Die Ausstellung "Weihnachtszeit in München" war für unsere 1. Vorsitzende Ruth der eigentliche Auslöser einen Abend zur Kultur des Marionettenspiels für die Mitglieder zu veranstalten. Nadine stellte in der Aufbauphase der Ausstellung – in der auch das Marionettentheater eine Bühnen-Szene in einer Vitrine gestaltete – Ruth den Intendanten des Münchner Marionettentheaters Siegfried Böhmke vor. Dieser übergab ihr das Programm für das erste Halbjahr. Die Ankündigung eines "Altmünchner Abends", die Informationen zu dessen Inhalt – außerdem die Möglichkeit einer Führung hinter die Kulissen des Theaters – waren dann Grund genug den Vereinsmitgliedern einen Kulturabend der besonderen Art anzubieten.

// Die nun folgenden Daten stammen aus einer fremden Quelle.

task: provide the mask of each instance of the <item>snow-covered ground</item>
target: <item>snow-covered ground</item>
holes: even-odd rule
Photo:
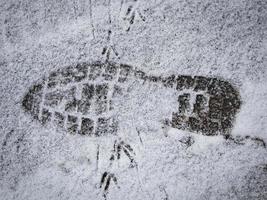
[[[118,182],[107,199],[266,199],[266,148],[162,130],[167,90],[135,88],[123,102],[118,134],[137,167],[125,154],[109,165],[114,136],[73,136],[21,106],[51,71],[109,58],[156,76],[229,81],[242,100],[232,135],[267,142],[266,13],[264,0],[1,0],[0,199],[103,199],[105,171]]]

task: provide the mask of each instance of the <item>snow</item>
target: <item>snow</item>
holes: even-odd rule
[[[136,13],[131,26],[129,5]],[[109,167],[118,138],[42,126],[21,101],[45,74],[105,61],[103,48],[113,46],[118,56],[111,48],[111,61],[147,74],[228,80],[242,100],[232,135],[267,142],[266,9],[261,0],[0,1],[1,199],[103,199],[107,170],[118,179],[107,199],[265,199],[266,148],[162,130],[160,119],[174,106],[171,90],[136,84],[118,100],[118,135],[134,149],[137,168],[125,154]],[[189,137],[191,146],[184,143]]]

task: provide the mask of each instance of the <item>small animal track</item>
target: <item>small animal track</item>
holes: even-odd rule
[[[112,34],[112,31],[108,30],[107,45],[103,48],[101,52],[101,54],[104,56],[106,61],[109,60],[111,53],[114,53],[116,57],[119,57],[119,53],[117,52],[115,45],[112,43],[111,34]]]
[[[29,89],[22,107],[43,125],[53,122],[71,134],[116,135],[113,99],[127,93],[123,86],[133,81],[177,91],[177,106],[167,120],[177,129],[227,135],[241,105],[238,91],[219,78],[157,77],[129,65],[95,62],[51,72]]]
[[[122,151],[129,158],[130,167],[136,167],[137,163],[135,162],[135,160],[133,158],[133,156],[135,155],[134,150],[129,144],[126,144],[124,141],[120,141],[119,143],[117,143],[117,141],[115,141],[113,154],[111,155],[111,157],[109,159],[110,164],[112,165],[114,160],[120,160]]]
[[[127,144],[127,143],[125,143],[124,141],[121,141],[121,140],[119,140],[118,142],[117,142],[117,140],[115,140],[115,142],[114,142],[112,155],[111,155],[111,157],[109,159],[109,161],[110,161],[109,168],[112,167],[114,162],[117,162],[117,161],[119,161],[121,159],[121,152],[124,152],[125,155],[129,158],[130,167],[131,168],[136,167],[136,169],[137,169],[137,162],[134,159],[135,153],[134,153],[133,148],[129,144]],[[115,185],[118,186],[118,182],[117,182],[117,178],[116,178],[115,174],[105,171],[102,174],[101,182],[100,182],[100,188],[102,188],[103,185],[104,185],[103,197],[105,199],[107,198],[108,188],[110,186],[110,181],[111,180],[113,180]]]
[[[109,172],[104,172],[101,178],[101,182],[100,182],[100,188],[104,188],[103,191],[103,197],[106,199],[107,198],[107,193],[108,193],[108,188],[110,185],[110,181],[113,181],[115,183],[115,185],[118,185],[117,182],[117,178],[113,173],[109,173]]]
[[[126,31],[130,31],[131,26],[136,21],[136,17],[139,16],[139,18],[144,22],[146,21],[145,16],[142,14],[141,10],[138,6],[139,2],[137,0],[134,0],[131,2],[131,4],[127,7],[125,16],[123,17],[123,20],[128,21],[129,25]]]

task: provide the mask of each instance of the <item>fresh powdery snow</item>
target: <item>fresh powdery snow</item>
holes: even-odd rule
[[[266,13],[0,0],[0,199],[267,199]]]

Das Echo darauf war gut wie schon lange nicht mehr, die Zusagen kamen spontan und schnell und so konnten sich 22 „Schöne“ am Abend des 22. Februar 2020 auf folgende szenischen Darstellungen freuen:
den Einakter „Die verhexten Notenständer“ mit Liesl Karlstadt und Karl Valentin,
die Erlebnisse des Dienstmanns Nr. 172 Alois Hingerl als „Münchner im Himmel“ von Ludwig Thoma,
den Boandlkramer-Überlister Kasper Brandner, der ins Paradies schauen darf, nach Franz Ferdinand von Kobell,
und Bally Prell, die mit ihrer unverwechselbaren Tenorstimme die „Schönheitskönigin von Schneizlreuth“ zum Besten geben sollte.

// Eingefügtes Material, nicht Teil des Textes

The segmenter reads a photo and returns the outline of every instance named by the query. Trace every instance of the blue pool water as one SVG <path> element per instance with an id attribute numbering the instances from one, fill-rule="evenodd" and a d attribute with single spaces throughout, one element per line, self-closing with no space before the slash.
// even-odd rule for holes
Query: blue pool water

Die Standlfrau Anna Wurzl vom Viktualienmarkt führt durch den Abend (die Schauspielerin Johanna Baumann).
Nach dem mehrmaligen Ruf einer altmodischen, aber zum Theater passenden Klingel, nahmen die Zuschauer die Plätze ein. Auf spätere Nachfrage wurde bekundet, daß das Läutewerk aus den 50er-Jahren des vorigen Jahrhunderts stammt, aber immer noch klaglos und ohne jegliche Reparatur den Dienst versieht.

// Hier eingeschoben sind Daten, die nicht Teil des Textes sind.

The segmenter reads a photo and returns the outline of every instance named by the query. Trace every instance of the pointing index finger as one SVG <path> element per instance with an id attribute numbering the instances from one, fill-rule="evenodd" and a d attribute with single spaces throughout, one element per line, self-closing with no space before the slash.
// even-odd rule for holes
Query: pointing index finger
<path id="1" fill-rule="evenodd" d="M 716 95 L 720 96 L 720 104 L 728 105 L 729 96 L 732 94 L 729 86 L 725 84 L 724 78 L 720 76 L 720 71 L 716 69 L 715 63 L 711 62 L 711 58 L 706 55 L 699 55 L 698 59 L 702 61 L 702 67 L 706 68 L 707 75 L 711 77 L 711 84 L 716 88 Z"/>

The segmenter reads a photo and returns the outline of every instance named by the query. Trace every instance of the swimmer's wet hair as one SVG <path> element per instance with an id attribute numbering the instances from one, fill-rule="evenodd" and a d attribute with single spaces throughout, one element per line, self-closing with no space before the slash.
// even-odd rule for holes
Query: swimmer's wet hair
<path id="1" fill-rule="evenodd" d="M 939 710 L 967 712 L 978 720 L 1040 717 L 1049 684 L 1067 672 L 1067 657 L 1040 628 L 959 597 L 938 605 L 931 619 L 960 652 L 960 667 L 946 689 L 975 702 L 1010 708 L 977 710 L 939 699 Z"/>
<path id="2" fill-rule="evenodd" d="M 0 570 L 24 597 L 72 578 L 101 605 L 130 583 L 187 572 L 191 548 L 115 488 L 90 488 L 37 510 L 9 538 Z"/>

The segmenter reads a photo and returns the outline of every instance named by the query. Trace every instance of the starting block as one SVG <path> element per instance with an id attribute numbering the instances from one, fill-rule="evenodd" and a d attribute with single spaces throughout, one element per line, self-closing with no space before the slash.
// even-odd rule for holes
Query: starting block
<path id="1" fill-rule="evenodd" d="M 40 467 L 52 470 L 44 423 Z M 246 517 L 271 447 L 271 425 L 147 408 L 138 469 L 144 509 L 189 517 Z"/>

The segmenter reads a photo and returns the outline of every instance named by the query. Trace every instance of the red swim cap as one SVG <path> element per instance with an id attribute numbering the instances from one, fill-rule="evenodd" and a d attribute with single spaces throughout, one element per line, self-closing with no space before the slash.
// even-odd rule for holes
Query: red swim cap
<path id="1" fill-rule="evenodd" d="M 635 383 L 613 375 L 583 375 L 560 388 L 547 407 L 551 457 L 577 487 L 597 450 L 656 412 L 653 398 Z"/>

Bevor nun der Abend begann, trat der Intendant Siegfried Böhmke vor das Publikum und gab seinem Erstaunen über den gewaltigen Besucherzuspruch Ausdruck.
Waren doch alle 13 Reihen des Theaters mit den etwa 150 Sitzplätzen gefüllt. “So viele Besucher haben wir ja nicht mal zur Silvestervorstellung!" war sein Résumé. Er übergab an Anna Wurzl, die ihr mobiles Obst- und Gmiasstandl hereinfuhr und das Publikum mit ihren Späßen in die richtige Stimmung zur ersten Szene mit den verhexten Notenständern brachte. Aus dem „off“ erklangen nun die Originalstimmen von Liesl Karlstadt und Karl Valentin und die Puppen der Protagonisten spielten absolut synchron die Szene mit den verschiedenen Notenständern, deren Eigenleben die ausführenden Künstler schier um den Verstand brachten. Das anfängliche Erstaunen und die Skepsis, daß plötzlich neben den Puppen „menschliche“ Spieler in das Geschehen eingriffen, war bald verflogen. Die Grenzen zwischen Puppenspiel und Menschentun begannen zu verschwimmen und die Faszination über die „Tricks“ der Puppenspieler – sonst heute nur noch aus modernen Animationsfilmen gewohnt – gewann schnell die Oberhand. |
Auf die Umsetzung der Erzählung vom Brandner Kasper waren wir besonders gespannt: Kannten doch viele noch den Film aus den 1950er Jahren mit Paul Hörbiger und Carl Wery oder die Erfolgsaufführung aus dem „Resi“ mit Toni Berger und Fritz Straßner.Würde eine Verkürzung auf die Möglichkeiten einer Puppenbühne gelingen? Fazit: Ja! Nicht nur die textliche Umsetzung der Geschichte von Ritter Franz von Kobell aus dem Jahre 1871 durch den Intendanten Siegfried Böhmke überzeugte. Auch die Schauspieler, die den Puppen ihre Stimme liehen, waren mit Wohlbedacht ausgesucht: Volksschauspieler Heinz Josef „Dscharli“ Braun als Kasper und seine Ehefrau Johanna Bittenbinder hat Kaspers Frau Traudl gesprochen. Den Boandlkramer aber sprach – in enger Anlehnung an Rudolf Vogel selig – in kongenialer Weise der Theaterintendant Böhmke selber.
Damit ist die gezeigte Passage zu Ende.